The British Nate Silver
Yesterday I glibly tweeted that I had trademarked the term “The British Nate Silver”.
Not for myself, you understand, but in recognition of the fact that his data analysis has played such a pivotal role in debate around the US election that it is inevitable that someone will get dubbed with that title in the run-up to the next General Election in the UK.
It will be very tempting for media organisations over here to attempt to set up something similar. The Telegraph and The Guardian, with their existing talented sets of data journalists, resources, and political ideologies, look the best bets.
Of course, as a few people have pointed out, when Nate Silver himself tried his hand at the UK elections, his first attempt at a model was way off.
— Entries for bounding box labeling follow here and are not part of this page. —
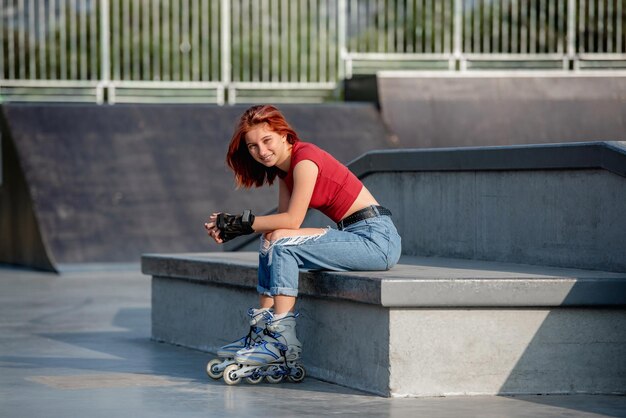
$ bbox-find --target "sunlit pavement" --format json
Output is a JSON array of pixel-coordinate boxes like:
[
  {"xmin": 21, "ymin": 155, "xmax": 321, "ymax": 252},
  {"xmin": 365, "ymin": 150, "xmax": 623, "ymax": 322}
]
[{"xmin": 0, "ymin": 265, "xmax": 626, "ymax": 418}]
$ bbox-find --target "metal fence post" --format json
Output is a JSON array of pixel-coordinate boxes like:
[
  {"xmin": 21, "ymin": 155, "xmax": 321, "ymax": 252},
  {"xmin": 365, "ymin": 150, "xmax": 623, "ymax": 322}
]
[
  {"xmin": 450, "ymin": 0, "xmax": 467, "ymax": 71},
  {"xmin": 567, "ymin": 0, "xmax": 578, "ymax": 70},
  {"xmin": 218, "ymin": 0, "xmax": 229, "ymax": 105},
  {"xmin": 96, "ymin": 0, "xmax": 114, "ymax": 104},
  {"xmin": 337, "ymin": 0, "xmax": 348, "ymax": 82}
]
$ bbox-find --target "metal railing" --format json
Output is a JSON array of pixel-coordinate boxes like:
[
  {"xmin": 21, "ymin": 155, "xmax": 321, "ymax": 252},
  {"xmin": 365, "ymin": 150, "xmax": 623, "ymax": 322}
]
[{"xmin": 0, "ymin": 0, "xmax": 626, "ymax": 104}]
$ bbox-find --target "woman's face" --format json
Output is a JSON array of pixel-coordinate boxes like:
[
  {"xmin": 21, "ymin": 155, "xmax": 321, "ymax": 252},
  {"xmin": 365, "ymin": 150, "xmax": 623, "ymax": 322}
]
[{"xmin": 245, "ymin": 123, "xmax": 291, "ymax": 171}]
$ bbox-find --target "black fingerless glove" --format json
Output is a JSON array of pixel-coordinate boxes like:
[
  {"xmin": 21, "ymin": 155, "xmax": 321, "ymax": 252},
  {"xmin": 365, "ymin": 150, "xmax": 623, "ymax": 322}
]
[{"xmin": 216, "ymin": 209, "xmax": 254, "ymax": 242}]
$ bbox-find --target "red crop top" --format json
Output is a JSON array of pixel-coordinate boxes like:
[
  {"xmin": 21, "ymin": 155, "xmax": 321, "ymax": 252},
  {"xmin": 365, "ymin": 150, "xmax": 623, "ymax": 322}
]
[{"xmin": 278, "ymin": 141, "xmax": 363, "ymax": 222}]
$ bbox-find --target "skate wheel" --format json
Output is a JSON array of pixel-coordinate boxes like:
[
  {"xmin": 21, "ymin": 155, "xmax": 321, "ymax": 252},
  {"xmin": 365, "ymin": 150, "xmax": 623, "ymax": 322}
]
[
  {"xmin": 265, "ymin": 366, "xmax": 285, "ymax": 384},
  {"xmin": 287, "ymin": 364, "xmax": 306, "ymax": 383},
  {"xmin": 224, "ymin": 364, "xmax": 241, "ymax": 386},
  {"xmin": 246, "ymin": 376, "xmax": 263, "ymax": 385},
  {"xmin": 206, "ymin": 358, "xmax": 224, "ymax": 380}
]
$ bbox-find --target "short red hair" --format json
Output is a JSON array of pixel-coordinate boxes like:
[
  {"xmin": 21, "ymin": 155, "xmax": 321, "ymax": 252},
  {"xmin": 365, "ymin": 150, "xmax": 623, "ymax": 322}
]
[{"xmin": 226, "ymin": 105, "xmax": 300, "ymax": 188}]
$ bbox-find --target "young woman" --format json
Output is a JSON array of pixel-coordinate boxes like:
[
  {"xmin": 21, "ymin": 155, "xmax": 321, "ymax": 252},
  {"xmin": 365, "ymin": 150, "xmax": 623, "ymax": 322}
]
[{"xmin": 205, "ymin": 105, "xmax": 401, "ymax": 386}]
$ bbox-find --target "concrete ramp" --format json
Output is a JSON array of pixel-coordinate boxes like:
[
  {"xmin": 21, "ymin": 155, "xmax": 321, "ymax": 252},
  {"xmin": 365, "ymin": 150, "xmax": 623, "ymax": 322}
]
[{"xmin": 0, "ymin": 105, "xmax": 393, "ymax": 270}]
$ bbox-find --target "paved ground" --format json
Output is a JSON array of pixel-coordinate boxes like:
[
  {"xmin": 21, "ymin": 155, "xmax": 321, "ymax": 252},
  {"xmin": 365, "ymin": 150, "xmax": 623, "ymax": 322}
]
[{"xmin": 0, "ymin": 266, "xmax": 626, "ymax": 418}]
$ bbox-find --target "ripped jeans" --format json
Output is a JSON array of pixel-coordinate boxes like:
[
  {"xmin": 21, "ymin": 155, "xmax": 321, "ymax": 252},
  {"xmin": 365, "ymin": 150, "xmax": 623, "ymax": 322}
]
[{"xmin": 257, "ymin": 215, "xmax": 401, "ymax": 296}]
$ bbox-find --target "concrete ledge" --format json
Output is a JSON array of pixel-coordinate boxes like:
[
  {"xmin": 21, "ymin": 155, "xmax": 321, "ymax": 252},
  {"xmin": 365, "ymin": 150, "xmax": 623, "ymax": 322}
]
[
  {"xmin": 142, "ymin": 253, "xmax": 626, "ymax": 396},
  {"xmin": 142, "ymin": 252, "xmax": 626, "ymax": 308}
]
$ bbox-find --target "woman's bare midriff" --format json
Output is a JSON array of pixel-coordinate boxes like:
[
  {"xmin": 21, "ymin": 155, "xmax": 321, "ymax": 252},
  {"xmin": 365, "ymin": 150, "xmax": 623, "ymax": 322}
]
[{"xmin": 341, "ymin": 186, "xmax": 378, "ymax": 219}]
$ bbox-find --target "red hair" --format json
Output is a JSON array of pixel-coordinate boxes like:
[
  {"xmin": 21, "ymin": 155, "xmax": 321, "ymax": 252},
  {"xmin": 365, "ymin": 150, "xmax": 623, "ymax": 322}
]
[{"xmin": 226, "ymin": 105, "xmax": 300, "ymax": 188}]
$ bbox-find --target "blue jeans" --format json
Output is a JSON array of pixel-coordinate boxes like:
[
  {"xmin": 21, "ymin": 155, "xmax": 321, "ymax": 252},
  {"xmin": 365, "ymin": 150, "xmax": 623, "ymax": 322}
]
[{"xmin": 257, "ymin": 215, "xmax": 401, "ymax": 296}]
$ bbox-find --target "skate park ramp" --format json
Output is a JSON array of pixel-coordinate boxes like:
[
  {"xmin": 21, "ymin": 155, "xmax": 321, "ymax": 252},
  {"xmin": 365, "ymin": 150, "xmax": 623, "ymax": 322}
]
[
  {"xmin": 377, "ymin": 72, "xmax": 626, "ymax": 148},
  {"xmin": 0, "ymin": 104, "xmax": 395, "ymax": 271}
]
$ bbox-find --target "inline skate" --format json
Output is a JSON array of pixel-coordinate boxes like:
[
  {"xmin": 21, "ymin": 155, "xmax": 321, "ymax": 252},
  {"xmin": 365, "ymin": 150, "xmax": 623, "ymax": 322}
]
[
  {"xmin": 206, "ymin": 308, "xmax": 271, "ymax": 380},
  {"xmin": 223, "ymin": 312, "xmax": 306, "ymax": 385}
]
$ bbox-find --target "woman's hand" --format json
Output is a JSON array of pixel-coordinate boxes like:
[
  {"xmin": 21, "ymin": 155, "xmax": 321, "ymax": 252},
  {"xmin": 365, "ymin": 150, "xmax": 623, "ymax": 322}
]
[{"xmin": 204, "ymin": 212, "xmax": 224, "ymax": 244}]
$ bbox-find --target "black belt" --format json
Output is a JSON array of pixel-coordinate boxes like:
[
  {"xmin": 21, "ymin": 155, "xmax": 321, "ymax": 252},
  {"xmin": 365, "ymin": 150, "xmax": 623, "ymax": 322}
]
[{"xmin": 337, "ymin": 205, "xmax": 391, "ymax": 230}]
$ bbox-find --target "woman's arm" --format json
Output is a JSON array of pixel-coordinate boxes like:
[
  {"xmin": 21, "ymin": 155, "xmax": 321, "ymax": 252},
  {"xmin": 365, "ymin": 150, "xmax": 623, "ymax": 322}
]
[{"xmin": 252, "ymin": 160, "xmax": 319, "ymax": 232}]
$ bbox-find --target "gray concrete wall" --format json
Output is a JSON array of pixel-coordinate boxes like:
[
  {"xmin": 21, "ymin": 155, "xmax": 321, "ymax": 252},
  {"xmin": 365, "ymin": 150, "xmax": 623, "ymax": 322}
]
[{"xmin": 0, "ymin": 104, "xmax": 395, "ymax": 269}]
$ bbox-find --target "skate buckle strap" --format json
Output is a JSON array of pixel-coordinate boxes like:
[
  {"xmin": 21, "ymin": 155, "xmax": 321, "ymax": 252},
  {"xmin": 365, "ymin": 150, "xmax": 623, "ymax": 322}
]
[{"xmin": 337, "ymin": 205, "xmax": 391, "ymax": 231}]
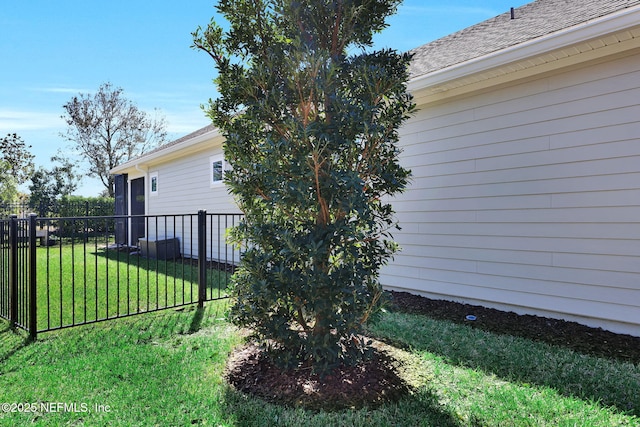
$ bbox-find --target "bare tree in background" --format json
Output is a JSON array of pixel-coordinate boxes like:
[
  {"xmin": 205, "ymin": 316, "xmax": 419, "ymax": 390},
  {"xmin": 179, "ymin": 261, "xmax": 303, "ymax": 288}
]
[{"xmin": 61, "ymin": 83, "xmax": 167, "ymax": 197}]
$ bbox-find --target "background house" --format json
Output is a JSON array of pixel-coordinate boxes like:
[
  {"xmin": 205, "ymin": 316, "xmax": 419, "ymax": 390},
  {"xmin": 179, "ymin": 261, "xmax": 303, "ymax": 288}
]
[{"xmin": 113, "ymin": 0, "xmax": 640, "ymax": 335}]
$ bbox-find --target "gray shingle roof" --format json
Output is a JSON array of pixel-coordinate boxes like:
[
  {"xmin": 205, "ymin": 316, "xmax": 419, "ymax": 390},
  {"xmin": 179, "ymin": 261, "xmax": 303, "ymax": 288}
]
[{"xmin": 410, "ymin": 0, "xmax": 640, "ymax": 78}]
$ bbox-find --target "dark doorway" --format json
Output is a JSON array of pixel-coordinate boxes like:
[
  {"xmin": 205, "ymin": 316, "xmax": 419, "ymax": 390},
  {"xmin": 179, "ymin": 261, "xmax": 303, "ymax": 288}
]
[
  {"xmin": 115, "ymin": 174, "xmax": 129, "ymax": 245},
  {"xmin": 131, "ymin": 178, "xmax": 146, "ymax": 245}
]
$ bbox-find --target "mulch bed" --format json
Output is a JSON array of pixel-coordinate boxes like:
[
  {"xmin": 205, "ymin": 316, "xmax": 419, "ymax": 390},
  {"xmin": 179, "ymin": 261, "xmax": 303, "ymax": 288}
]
[
  {"xmin": 225, "ymin": 292, "xmax": 640, "ymax": 410},
  {"xmin": 391, "ymin": 292, "xmax": 640, "ymax": 363},
  {"xmin": 225, "ymin": 344, "xmax": 410, "ymax": 411}
]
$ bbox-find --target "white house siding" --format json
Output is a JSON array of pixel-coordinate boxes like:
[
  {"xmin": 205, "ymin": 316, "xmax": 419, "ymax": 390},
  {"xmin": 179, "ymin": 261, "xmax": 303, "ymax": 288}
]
[
  {"xmin": 381, "ymin": 51, "xmax": 640, "ymax": 335},
  {"xmin": 147, "ymin": 147, "xmax": 239, "ymax": 263}
]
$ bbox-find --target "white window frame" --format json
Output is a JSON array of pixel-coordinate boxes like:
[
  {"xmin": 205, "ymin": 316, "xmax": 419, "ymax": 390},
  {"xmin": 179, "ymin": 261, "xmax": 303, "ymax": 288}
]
[
  {"xmin": 149, "ymin": 171, "xmax": 159, "ymax": 196},
  {"xmin": 209, "ymin": 154, "xmax": 225, "ymax": 188}
]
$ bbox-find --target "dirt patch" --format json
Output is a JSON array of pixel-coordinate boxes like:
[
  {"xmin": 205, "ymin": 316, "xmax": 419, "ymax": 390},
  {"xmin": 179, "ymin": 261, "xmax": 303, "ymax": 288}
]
[
  {"xmin": 390, "ymin": 292, "xmax": 640, "ymax": 363},
  {"xmin": 225, "ymin": 292, "xmax": 640, "ymax": 410},
  {"xmin": 225, "ymin": 343, "xmax": 411, "ymax": 411}
]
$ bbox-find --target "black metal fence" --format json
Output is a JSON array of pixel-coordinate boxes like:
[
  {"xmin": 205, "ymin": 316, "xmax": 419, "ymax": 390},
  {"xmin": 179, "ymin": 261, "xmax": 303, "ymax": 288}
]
[
  {"xmin": 0, "ymin": 198, "xmax": 115, "ymax": 218},
  {"xmin": 0, "ymin": 211, "xmax": 241, "ymax": 338}
]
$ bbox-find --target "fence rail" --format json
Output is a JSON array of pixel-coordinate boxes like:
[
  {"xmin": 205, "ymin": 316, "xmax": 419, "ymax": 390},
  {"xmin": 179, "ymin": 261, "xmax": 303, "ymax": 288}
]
[
  {"xmin": 0, "ymin": 211, "xmax": 241, "ymax": 338},
  {"xmin": 0, "ymin": 199, "xmax": 115, "ymax": 219}
]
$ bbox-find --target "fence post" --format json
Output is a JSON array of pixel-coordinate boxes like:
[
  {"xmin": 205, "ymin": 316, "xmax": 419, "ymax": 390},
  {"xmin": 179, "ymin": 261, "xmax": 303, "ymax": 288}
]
[
  {"xmin": 9, "ymin": 215, "xmax": 18, "ymax": 328},
  {"xmin": 29, "ymin": 213, "xmax": 38, "ymax": 340},
  {"xmin": 198, "ymin": 210, "xmax": 207, "ymax": 308}
]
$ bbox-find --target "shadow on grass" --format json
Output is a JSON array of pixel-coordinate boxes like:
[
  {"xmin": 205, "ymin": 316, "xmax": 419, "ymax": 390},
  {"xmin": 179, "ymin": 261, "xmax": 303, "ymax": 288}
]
[
  {"xmin": 91, "ymin": 249, "xmax": 235, "ymax": 290},
  {"xmin": 371, "ymin": 312, "xmax": 640, "ymax": 416}
]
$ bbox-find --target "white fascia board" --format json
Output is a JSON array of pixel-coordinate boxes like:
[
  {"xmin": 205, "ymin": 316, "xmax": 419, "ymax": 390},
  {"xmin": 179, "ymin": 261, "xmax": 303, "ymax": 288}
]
[
  {"xmin": 407, "ymin": 6, "xmax": 640, "ymax": 92},
  {"xmin": 109, "ymin": 128, "xmax": 222, "ymax": 175}
]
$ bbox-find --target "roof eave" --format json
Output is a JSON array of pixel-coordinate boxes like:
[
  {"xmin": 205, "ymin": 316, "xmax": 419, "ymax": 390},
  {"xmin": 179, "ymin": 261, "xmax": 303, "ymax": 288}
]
[{"xmin": 109, "ymin": 128, "xmax": 222, "ymax": 175}]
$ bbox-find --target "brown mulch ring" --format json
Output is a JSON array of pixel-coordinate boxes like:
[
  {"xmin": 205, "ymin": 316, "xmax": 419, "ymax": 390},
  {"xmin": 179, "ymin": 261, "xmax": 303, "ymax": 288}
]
[
  {"xmin": 390, "ymin": 292, "xmax": 640, "ymax": 363},
  {"xmin": 225, "ymin": 342, "xmax": 411, "ymax": 411},
  {"xmin": 225, "ymin": 292, "xmax": 640, "ymax": 410}
]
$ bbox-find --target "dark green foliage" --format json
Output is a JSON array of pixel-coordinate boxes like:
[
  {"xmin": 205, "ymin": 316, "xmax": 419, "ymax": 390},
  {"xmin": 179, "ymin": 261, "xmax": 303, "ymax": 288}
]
[{"xmin": 194, "ymin": 0, "xmax": 414, "ymax": 372}]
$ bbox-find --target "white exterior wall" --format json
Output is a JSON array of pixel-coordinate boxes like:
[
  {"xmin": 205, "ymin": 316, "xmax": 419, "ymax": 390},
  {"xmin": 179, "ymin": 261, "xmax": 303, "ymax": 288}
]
[{"xmin": 381, "ymin": 51, "xmax": 640, "ymax": 335}]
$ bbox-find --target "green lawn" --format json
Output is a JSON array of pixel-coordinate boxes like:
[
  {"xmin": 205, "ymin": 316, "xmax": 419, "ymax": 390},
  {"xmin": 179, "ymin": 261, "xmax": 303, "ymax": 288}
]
[
  {"xmin": 0, "ymin": 301, "xmax": 640, "ymax": 427},
  {"xmin": 31, "ymin": 244, "xmax": 228, "ymax": 330}
]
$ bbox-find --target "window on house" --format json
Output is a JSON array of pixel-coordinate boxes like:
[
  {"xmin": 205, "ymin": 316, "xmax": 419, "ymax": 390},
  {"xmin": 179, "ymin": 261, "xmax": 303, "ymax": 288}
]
[
  {"xmin": 149, "ymin": 172, "xmax": 158, "ymax": 195},
  {"xmin": 209, "ymin": 156, "xmax": 224, "ymax": 186}
]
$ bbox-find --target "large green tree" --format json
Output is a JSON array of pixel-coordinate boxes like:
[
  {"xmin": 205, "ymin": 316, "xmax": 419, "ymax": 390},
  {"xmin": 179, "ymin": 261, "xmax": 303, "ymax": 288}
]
[
  {"xmin": 193, "ymin": 0, "xmax": 414, "ymax": 372},
  {"xmin": 61, "ymin": 83, "xmax": 167, "ymax": 197}
]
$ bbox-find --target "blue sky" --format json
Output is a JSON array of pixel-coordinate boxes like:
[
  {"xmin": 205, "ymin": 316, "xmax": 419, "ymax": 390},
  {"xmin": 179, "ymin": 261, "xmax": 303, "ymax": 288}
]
[{"xmin": 0, "ymin": 0, "xmax": 527, "ymax": 196}]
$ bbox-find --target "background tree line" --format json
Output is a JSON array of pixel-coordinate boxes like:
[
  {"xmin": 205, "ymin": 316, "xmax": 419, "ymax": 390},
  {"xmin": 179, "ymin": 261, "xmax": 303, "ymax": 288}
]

He himself said “it is experimental and should be regarded as such”, and I’m not sure if that shows that a similar approach wouldn’t work in the UK, or just indicates that Nate wasn’t steeped enough in our political culture to refine the model accordingly.
Paul Bradshaw has written the best blog post I’ve seen on the topic of what it means for journalists. Essentially, once you’ve got someone in the market applying statistical rigour, it makes everybody else relying on their old-fashioned approach, “hunches” and off the record briefings about how the campaign is going look data illiterate.
It isn’t just politics that could benefit from a bit more maths though. I’ve blogged before on here how about how Michael Blastland and Conrad Quilty-Harper have spoken passionately about the media’s failure to grasp numbers, or to present crime data in meaningful ways.
Let’s hope that there isn’t one British Nate Silver.
Let’s hope that this is a wake-up call for our media to apply more statistical thinking to their reporting.
Maths and statistics aren’t super-powers. You just need to care enough to use them properly when reporting.
If you want to get started, the Royal Statistical Society has resources for journalists, the media and public relations professionals.